In her introduction to Respect for Acting, actress and teacher Uta Hagen talks about a time when she herself had no respect for the art of acting. "I used to accept opinions such as: 'You're just born to be an actor'; 'Actors don't really know what they're doing on stage'; 'Acting is just instinct--it can't be taught.'" But this attitude of "you got it or you don't" is fundamentally one that denigrates the craft, as she points out. Great actors do not perform effortlessly, or merely through learning the appropriate tricks and cheats to manipulate an audience. Great acting is about the difficult fusion of intellect and action--about sincerely and truthfully connecting to the moment, your fellow actors, and the audience--and Hagen's thoughtful and profound book contains a series of observations and exercises to help an actor do just that. Her prose style is admirably clear and filled with examples from her own lengthy career both as a performer and in the classroom. While her exercises in sense memory and basic objects skirt close to the sort of self-absorption that followers of "the Method" are routinely accused of, they are presented clearly and with a focus on practical results. And in such places as her chapter "Practical Problems," which includes discussions of stage nerves and how to stay fresh in a long run, her straightforward advice is invaluable. --John Longenbaugh

From the Inside Flap

"I have attempted to break down all the areas in which you can work and search for realities in yourself which serve the character and the play…. Put your instincts and sense of truth, your understanding of human realities to use while probing and grappling with the content and the roots of the material. Be specific and real in your actions, and they will communicate your artistic statement. Bring your universal understanding of the present to the present … as a real artist."
—Uta Hagen

At the invitation of Herbert Berghof, Uta Hagen joined the faculty of the HB Studio in 1947. Since then, teaching has always been a challenge for her, as well as for the many prominent actors whom she has helped to develop. For many years, she has been asked to write a book. Now, here it is: an account of her own struggle with the techniques of acting and based on her teachings.

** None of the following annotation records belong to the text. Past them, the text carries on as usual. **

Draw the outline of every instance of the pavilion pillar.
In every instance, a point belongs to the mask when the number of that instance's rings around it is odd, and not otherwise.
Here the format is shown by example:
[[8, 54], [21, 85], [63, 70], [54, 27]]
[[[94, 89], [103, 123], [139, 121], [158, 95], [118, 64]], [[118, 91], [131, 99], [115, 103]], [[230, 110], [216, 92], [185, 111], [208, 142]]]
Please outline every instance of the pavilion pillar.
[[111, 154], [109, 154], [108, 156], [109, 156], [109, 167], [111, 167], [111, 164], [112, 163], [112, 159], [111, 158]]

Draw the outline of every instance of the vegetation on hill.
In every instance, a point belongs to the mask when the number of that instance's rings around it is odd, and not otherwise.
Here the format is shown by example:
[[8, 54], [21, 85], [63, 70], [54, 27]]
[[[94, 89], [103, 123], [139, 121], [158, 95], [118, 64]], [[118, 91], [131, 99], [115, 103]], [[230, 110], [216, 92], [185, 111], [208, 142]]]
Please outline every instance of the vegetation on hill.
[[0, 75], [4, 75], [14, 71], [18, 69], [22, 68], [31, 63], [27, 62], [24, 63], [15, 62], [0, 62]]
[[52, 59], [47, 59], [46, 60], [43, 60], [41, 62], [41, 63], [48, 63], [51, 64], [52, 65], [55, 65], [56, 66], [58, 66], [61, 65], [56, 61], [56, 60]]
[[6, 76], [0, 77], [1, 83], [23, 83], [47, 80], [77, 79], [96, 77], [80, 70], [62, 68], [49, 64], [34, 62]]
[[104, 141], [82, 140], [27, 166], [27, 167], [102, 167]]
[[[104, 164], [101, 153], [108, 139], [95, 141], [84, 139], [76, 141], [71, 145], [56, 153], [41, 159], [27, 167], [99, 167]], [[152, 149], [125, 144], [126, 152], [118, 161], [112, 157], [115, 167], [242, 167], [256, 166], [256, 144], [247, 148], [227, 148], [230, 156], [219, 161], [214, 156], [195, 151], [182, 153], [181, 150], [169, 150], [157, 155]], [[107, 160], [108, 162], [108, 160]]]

The first part, "The Actor," deals with techniques that set an actor in motion physically, verbally, and emotionally. It deals with the actor's concept of himself and with the art of acting, as well as with the ethics that have made the theater what it is today and what it could be tomorrow. Part Two, "The Object Exercises," offers specific and detailed work for the actor, covering a broad range of his problems. Part Three, "The Play and the Role," concerns itself with the definition of the play and identification with the character the actor will undertake. It also covers practical problems, the rehearsal, "style," and communication. Respect for Acting is a book for people who respect (or wish they could) the theater on both sides of the footlights, for actor and audience who favor truth in a creative process. The constructive stages of work delve into performance as well as into the issues surrounding a necessary change in the theater. It is all quite authentic, since Uta Hagen has never hesitated to throw herself into a good fight for a better offering in the theater in "the time of her life."


More About the Author

Uta Hagen was born in Germany in 1919 and made her Broadway debut in 1938 as Nina in the Lunt-Fontanne production of The Sea Gull. Among some of the twenty or more Broadway productions in which she has starred are: Othello, Key Largo, A Streetcar Named Desire, The Country Girl, Saint Joan, and Who's Afraid of Virginia Woolf? Recently she starred in the Twentieth-Century Fox film The Other. Even during her playing engagements she has never stopped teaching at the HB Studio. Geraldine Page, Fritz Weaver, Jason Robards, Jack Lemmon, Steve McQueen are only a few of the many fine actors she has helped to send on their way. She has also performed and directed at the HB Playwright's Foundation in numerous productions. Miss Hagen has been ably assisted in the writing of this book by Haskel Frankel, drama critic of The National Observer.

Customer Reviews

The more I read, though, the more I began to understand this authority.
Emmanuel Rouza
When I first read Respect for Acting, I was amazed at the authority with which Ms. Hagen wrote her book.
tommyboy@mit.edu
I am currently enrolled at Julliard as a drama major and this book is my Acting Bible.
ISABEL CARDENAS

Most Helpful Customer Reviews

36 of 36 people found the following review helpful By MOVIE MAVEN on July 26, 2001
Format: Hardcover
I have had the great pleasure and privilege of seeing Uta Hagen perform in plays by Edward Albee, Donald Margulies and George Bernard Shaw. She is surely one of the finest actors of our time. I have also had the great pleasure and privilege of studying for four years with Uta in the school she helped create with her late husband, Herbert Berghof (the famous HB Studio in New York City). I can assure you that she is one of the finest teachers of our time. It is a very rare actor who can actually communicate as a fine teacher. Uta is one of those very few who do just that.
In this, her first book, she lays out a "blueprint" for actors which, as surely as a blueprint by an architect, can be followed by those actors who are novices or those who have great experience. No, she cannot give you talent, but she can (and does) show you the how and why to use your talent to serve the playwright.
She believes in acting as an Art and this "how-to book" is invested with the love and respect of its title. It can be read and enjoyed and actually used by actors. It can also be read and enjoyed and relished by lovers of fine theatre who do not happen to be actors. It would make a terrific gift for any young actor along with the only books I would rate as its equal: Constantin Stanislavski's "An Actor Prepares" and his "Building A Character." It is HIGHLY RECOMMENDED.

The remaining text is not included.